The senhora had prepared a hearty soup of cabbage, potatoes, and spicy sausage and watched with satisfied nods as her lodger consumed two large bowls and several thick hunks of crusty bread. Then, feeling ready for anything, Tamsyn went to fetch Cesar and rode out to the encampment in search of the colonel.
But as it happened, while Tamsyn was in the encampment, the colonel was in Wellington's headquarters, obeying an urgent summons that had taken him from his hospital visiting back into Elvas.

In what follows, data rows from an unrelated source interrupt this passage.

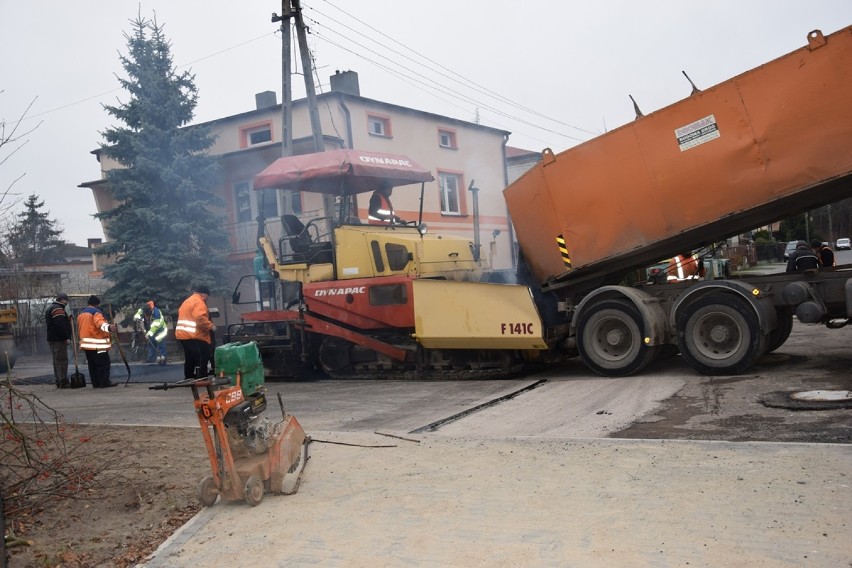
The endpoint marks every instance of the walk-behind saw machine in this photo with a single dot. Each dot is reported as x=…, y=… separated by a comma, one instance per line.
x=248, y=456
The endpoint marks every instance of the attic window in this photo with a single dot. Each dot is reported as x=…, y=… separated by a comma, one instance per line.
x=255, y=135
x=447, y=138
x=378, y=125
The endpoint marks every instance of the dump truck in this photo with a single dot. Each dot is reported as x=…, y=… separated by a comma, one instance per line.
x=397, y=301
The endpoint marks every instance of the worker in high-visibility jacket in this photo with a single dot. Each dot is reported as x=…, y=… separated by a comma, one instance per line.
x=381, y=210
x=685, y=267
x=156, y=330
x=194, y=331
x=94, y=331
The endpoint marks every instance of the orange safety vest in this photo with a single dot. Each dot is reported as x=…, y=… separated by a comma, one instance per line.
x=385, y=208
x=193, y=321
x=683, y=267
x=93, y=329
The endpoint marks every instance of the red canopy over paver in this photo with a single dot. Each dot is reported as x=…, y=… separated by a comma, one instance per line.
x=341, y=172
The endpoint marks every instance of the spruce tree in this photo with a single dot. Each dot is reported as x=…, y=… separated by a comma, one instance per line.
x=165, y=234
x=34, y=237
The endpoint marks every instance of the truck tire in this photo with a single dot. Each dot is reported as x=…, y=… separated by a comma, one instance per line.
x=611, y=339
x=719, y=334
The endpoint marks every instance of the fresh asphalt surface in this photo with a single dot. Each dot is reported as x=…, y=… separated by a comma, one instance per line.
x=548, y=490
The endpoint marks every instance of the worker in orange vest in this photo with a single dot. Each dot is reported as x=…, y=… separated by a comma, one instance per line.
x=381, y=209
x=194, y=331
x=685, y=267
x=94, y=331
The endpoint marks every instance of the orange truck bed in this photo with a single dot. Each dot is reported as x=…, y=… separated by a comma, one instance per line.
x=771, y=142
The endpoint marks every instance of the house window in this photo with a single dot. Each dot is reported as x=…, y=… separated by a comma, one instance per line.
x=255, y=134
x=242, y=201
x=378, y=125
x=450, y=197
x=243, y=210
x=267, y=201
x=447, y=139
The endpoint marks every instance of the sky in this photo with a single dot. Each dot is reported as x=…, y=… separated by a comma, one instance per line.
x=552, y=72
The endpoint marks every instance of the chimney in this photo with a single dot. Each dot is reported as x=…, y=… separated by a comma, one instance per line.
x=265, y=99
x=346, y=82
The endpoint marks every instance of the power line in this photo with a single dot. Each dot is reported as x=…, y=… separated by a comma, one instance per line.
x=470, y=84
x=430, y=84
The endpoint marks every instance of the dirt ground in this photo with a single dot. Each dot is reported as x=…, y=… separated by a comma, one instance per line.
x=154, y=471
x=153, y=474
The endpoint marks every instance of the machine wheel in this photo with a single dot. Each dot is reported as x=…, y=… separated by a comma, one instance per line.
x=254, y=490
x=782, y=330
x=719, y=334
x=207, y=491
x=611, y=339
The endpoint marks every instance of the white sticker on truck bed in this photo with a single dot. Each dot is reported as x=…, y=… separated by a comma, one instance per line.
x=697, y=133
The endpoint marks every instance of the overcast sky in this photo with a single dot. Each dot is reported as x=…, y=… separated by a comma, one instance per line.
x=553, y=72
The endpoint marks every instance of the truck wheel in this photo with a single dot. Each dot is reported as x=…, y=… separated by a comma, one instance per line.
x=782, y=330
x=719, y=334
x=611, y=339
x=254, y=490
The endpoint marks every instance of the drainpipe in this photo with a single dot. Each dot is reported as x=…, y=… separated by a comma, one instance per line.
x=476, y=238
x=513, y=252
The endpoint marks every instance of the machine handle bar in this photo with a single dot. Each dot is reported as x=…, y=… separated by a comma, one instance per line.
x=202, y=382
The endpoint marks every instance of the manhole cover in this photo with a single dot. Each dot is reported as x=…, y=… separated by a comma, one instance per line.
x=808, y=400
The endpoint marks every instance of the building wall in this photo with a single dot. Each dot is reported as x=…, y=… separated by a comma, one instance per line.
x=246, y=143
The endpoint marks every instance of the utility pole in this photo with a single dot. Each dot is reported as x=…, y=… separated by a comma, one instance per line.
x=286, y=74
x=307, y=68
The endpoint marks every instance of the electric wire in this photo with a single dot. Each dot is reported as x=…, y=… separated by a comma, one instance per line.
x=471, y=84
x=424, y=82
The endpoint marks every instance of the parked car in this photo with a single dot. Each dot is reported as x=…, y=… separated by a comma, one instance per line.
x=791, y=246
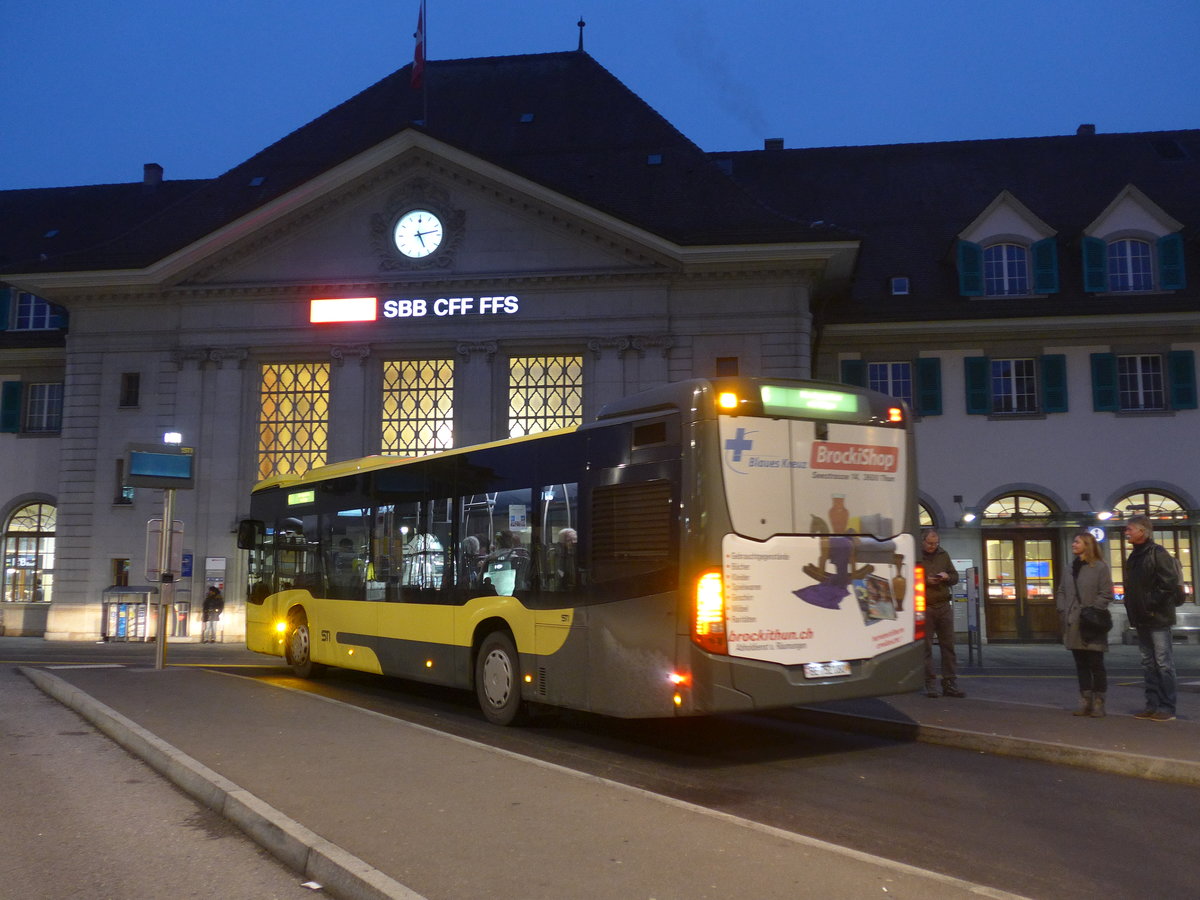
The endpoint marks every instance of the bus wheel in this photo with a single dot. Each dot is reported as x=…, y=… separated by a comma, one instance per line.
x=300, y=649
x=497, y=679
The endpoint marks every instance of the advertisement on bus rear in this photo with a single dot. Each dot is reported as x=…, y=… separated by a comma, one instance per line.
x=816, y=569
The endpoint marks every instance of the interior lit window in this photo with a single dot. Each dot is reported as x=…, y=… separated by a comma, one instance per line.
x=418, y=407
x=293, y=418
x=28, y=574
x=545, y=393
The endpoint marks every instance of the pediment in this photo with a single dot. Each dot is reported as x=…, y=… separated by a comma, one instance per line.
x=1006, y=217
x=495, y=225
x=1132, y=213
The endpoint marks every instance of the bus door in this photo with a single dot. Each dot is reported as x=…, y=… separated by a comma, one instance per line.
x=413, y=564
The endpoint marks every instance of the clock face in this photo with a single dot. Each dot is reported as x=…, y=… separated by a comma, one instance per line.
x=418, y=233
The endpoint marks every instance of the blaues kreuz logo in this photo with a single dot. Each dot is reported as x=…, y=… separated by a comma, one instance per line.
x=736, y=447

It was clear to Julian that the commander in chief was in a strange mood. His satisfaction in his victory was tainted by the loss of so many thousands of his best men, and his ruthless decision to give the survivors the run of Badajos did little to comfort him for that loss. Like St. Simon, he believed that if he'd made an example of the garrison at Ciudad Rodrigo in January, the garrison at Badajos would have yielded in a timely fashion and spared both sides indescribable agony. But public opinion would not have supported the uncivilized slaughter of a surrendered garrison, though it would turn a blind eye to the hideous sack and rape of the now-defenseless town.
“Julian, this business of La Violette.” He came straight to the point as the colonel entered. “Have you thought any more about it?”
“There's hardly been time,” Julian pointed out. “But my answer must be the same, sir. I can't possibly agree to such a thing.”
Wellington frowned and began to pace the room, hands clasped at his back. “We need her information, Julian. I'm going to drive the French out of Spain this summer and march into France by autumn. I need to know about those passes, and I need to have more freedom of movement where the partisans are concerned. Violette can make that possible.”
“I don't deny it.” Julian was beginning to feel he had a desperate rear-guard action on his hands. “But I also believe she'll sell the information for something other than my soul,” he added caustically.